Gold Market Analysis: On Thursday (August 22), gold prices declined during U.S. trading hours, hovering around $2480 per ounce. The latest data showing that the U.S. housing market ended a four-month decline and met expectations for July contributed to this drop. Shortly after the housing data release, spot gold fell to a new intraday low of $2470.34, representing a 1.51% decrease on the day. Economists are closely monitoring the U.S. housing market due to its significant role in economic activity. The real estate sector has struggled under the Fed’s most aggressive rate hikes in 40 years, but expectations are that the Fed will enter a rate-cutting cycle starting in September. In addition to initial jobless claims data, the market is also focused on Federal Reserve Chairman Jerome Powell’s upcoming speech at the Jackson Hole symposium. This will be a key event this weekend, with investors looking for more clues about the Fed’s monetary policy direction. Overall, although a slight increase in jobless claims reflects a gradual cooling in the labor market, it has not shaken the market’s confidence in the Fed’s expected rate cuts. The gold market is currently in a period of adjustment, and investors need to watch closely for statements from Fed officials and future data to gauge the next movements in gold prices. In the coming weeks, the market will continue to digest this information, potentially leading to increased short-term volatility in gold prices. However, from a medium- to long-term perspective, gold still has room for growth given potential further easing by the Fed. The expectation of Fed rate cuts remains a significant factor for the gold market. As interest rates decline, the opportunity cost of holding non-yielding assets decreases, which usually supports gold prices. Nonetheless, the market seems to have fully priced in a 25-basis-point rate cut in September, reflected in the moderate correction in gold prices.
Gold Strategy for Today: It is recommended to focus primarily on buying the dips and secondarily on selling the rallies. Watch for resistance at 2505 and support at 2475.
Crude Oil Market Analysis: On Thursday (August 22), despite optimistic U.S. economic data boosting sentiments about American demand, concerns about weakened demand forecasts from major Asian countries persist, leading to global demand concerns.
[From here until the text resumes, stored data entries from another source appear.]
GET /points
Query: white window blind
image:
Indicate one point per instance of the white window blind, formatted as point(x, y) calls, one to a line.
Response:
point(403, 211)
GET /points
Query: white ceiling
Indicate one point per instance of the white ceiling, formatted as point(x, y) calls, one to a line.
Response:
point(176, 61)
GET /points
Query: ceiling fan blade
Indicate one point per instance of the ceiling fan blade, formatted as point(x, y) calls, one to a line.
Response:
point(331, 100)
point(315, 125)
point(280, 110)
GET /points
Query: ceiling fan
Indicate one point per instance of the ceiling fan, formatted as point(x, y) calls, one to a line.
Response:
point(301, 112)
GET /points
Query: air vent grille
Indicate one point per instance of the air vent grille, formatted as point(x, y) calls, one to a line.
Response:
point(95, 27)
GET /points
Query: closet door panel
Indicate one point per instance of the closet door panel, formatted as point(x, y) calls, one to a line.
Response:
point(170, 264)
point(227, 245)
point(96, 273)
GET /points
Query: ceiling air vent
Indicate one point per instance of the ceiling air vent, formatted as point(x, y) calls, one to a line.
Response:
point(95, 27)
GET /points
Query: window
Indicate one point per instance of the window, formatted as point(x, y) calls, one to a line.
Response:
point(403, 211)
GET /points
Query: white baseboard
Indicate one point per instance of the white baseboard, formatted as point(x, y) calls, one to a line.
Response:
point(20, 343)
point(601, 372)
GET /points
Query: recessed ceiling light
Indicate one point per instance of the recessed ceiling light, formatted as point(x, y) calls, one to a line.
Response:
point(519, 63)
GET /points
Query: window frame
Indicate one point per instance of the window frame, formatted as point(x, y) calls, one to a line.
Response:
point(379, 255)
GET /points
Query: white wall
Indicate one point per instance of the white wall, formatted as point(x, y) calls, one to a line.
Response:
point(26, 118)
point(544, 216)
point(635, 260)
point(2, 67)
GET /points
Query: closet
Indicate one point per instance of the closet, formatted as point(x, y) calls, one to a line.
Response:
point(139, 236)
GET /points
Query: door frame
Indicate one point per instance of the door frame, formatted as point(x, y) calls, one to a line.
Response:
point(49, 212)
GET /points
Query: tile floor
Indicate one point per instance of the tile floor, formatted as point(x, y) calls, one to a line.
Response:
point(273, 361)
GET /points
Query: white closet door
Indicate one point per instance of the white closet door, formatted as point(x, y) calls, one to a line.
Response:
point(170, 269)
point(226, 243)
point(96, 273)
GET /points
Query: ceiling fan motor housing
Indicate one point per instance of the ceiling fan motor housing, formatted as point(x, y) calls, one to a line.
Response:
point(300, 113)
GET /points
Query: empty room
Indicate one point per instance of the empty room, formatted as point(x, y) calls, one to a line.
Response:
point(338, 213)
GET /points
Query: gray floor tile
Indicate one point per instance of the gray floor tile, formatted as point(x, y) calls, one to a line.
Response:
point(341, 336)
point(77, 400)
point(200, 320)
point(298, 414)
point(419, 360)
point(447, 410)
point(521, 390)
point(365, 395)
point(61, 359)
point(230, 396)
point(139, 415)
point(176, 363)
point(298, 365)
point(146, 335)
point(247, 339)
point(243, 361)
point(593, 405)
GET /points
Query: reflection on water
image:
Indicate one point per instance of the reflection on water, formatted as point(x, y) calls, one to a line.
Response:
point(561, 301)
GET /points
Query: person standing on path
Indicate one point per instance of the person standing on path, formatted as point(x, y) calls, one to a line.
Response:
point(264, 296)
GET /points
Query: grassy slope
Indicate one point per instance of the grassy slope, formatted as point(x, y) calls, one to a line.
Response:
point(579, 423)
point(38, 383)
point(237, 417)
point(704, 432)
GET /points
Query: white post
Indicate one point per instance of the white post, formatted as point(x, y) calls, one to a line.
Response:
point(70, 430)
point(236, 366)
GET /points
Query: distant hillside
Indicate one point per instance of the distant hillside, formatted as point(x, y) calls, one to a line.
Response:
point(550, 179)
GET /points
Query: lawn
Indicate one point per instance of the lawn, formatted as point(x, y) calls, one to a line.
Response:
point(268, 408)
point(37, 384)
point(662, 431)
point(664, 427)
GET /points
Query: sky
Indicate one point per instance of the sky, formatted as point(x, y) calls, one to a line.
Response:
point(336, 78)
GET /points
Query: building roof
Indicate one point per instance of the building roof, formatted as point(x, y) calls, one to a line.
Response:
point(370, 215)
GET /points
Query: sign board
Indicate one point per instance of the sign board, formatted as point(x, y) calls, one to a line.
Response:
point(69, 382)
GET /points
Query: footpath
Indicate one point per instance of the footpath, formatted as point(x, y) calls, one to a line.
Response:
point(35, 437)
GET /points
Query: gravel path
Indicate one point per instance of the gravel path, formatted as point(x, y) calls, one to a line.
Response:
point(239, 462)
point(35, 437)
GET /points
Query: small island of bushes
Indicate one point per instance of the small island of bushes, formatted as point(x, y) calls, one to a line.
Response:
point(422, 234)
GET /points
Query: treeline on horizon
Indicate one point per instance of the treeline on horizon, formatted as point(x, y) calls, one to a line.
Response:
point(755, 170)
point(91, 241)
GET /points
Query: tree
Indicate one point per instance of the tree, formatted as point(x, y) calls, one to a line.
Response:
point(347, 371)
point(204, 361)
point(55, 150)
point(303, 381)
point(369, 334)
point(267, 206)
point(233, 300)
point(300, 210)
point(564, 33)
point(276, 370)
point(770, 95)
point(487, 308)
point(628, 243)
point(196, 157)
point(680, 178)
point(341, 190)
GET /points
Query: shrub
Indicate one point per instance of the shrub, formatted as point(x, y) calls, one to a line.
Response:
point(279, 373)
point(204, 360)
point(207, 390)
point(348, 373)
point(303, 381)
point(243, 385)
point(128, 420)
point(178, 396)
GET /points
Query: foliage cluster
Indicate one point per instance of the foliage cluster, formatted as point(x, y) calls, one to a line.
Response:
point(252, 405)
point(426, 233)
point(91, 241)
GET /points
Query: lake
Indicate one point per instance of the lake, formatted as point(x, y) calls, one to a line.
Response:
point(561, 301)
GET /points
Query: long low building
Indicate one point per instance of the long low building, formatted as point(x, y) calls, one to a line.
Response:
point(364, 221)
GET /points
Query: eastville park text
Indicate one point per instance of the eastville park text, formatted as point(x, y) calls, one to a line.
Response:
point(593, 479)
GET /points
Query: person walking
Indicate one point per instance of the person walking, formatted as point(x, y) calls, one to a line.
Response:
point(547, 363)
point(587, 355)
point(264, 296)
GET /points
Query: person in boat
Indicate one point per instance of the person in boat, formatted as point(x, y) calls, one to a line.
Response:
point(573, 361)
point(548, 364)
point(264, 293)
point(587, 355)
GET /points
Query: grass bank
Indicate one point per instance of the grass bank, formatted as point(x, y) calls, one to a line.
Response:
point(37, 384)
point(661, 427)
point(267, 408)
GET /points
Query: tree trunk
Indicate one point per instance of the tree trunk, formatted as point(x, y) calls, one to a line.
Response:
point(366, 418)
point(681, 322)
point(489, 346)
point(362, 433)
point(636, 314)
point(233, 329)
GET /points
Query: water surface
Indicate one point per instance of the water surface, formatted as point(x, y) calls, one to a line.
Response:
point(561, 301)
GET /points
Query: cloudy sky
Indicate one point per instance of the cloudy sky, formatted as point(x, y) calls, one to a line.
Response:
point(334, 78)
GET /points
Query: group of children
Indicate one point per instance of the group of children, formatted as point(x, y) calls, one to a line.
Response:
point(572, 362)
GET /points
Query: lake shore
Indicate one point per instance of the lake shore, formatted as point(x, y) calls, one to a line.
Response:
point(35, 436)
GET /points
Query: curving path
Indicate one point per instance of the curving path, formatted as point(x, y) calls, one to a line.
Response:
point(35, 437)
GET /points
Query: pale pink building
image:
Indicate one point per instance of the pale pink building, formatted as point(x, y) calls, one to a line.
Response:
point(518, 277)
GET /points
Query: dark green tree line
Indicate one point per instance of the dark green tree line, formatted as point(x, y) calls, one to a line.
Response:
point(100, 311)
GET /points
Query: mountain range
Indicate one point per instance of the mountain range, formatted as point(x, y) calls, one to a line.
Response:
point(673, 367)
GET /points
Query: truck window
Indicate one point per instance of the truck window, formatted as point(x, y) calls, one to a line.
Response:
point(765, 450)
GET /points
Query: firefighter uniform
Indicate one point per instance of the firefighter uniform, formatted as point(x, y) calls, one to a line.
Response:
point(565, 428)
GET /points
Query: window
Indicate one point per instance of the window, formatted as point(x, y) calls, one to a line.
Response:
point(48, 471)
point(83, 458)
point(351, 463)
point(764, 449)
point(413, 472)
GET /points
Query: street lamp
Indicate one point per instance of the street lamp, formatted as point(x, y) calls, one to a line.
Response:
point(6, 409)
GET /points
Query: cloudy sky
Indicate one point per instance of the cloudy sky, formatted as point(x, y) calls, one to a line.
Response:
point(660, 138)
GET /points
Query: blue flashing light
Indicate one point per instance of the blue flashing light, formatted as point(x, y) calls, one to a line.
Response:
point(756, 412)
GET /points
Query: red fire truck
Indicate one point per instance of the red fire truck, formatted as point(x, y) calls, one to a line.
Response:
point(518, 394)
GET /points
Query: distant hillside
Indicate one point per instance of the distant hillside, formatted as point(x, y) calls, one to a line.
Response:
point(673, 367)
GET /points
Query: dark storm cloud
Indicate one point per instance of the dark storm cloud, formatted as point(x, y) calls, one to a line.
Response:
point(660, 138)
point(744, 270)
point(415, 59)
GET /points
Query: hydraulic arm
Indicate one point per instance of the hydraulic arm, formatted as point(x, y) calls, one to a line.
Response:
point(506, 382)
The worsening Russia-Ukraine conflict has provided some support to oil prices, but the initiation of ceasefire talks in the Middle East has eased supply disruption fears, which could drag down oil prices. Technically, the daily moving averages are intertwined, suggesting short-term fluctuations. Looking ahead, Brent crude oil prices may continue to face pressure, with market attention possibly shifting to the Federal Reserve’s September meeting, where interest rate decisions could significantly impact oil prices. Although U.S. economic data has provided some support, the overall outlook remains pessimistic due to economic slowdowns in various regions and increased supply from Libya, continuing to exert downward pressure on the market.
Crude Oil Strategy for Today: It is advised to focus mainly on selling the rallies and secondarily on buying the dips. Watch for resistance at 74.3 and support at 71.3.
Note: Please exercise caution in your operations; these suggestions are for reference only.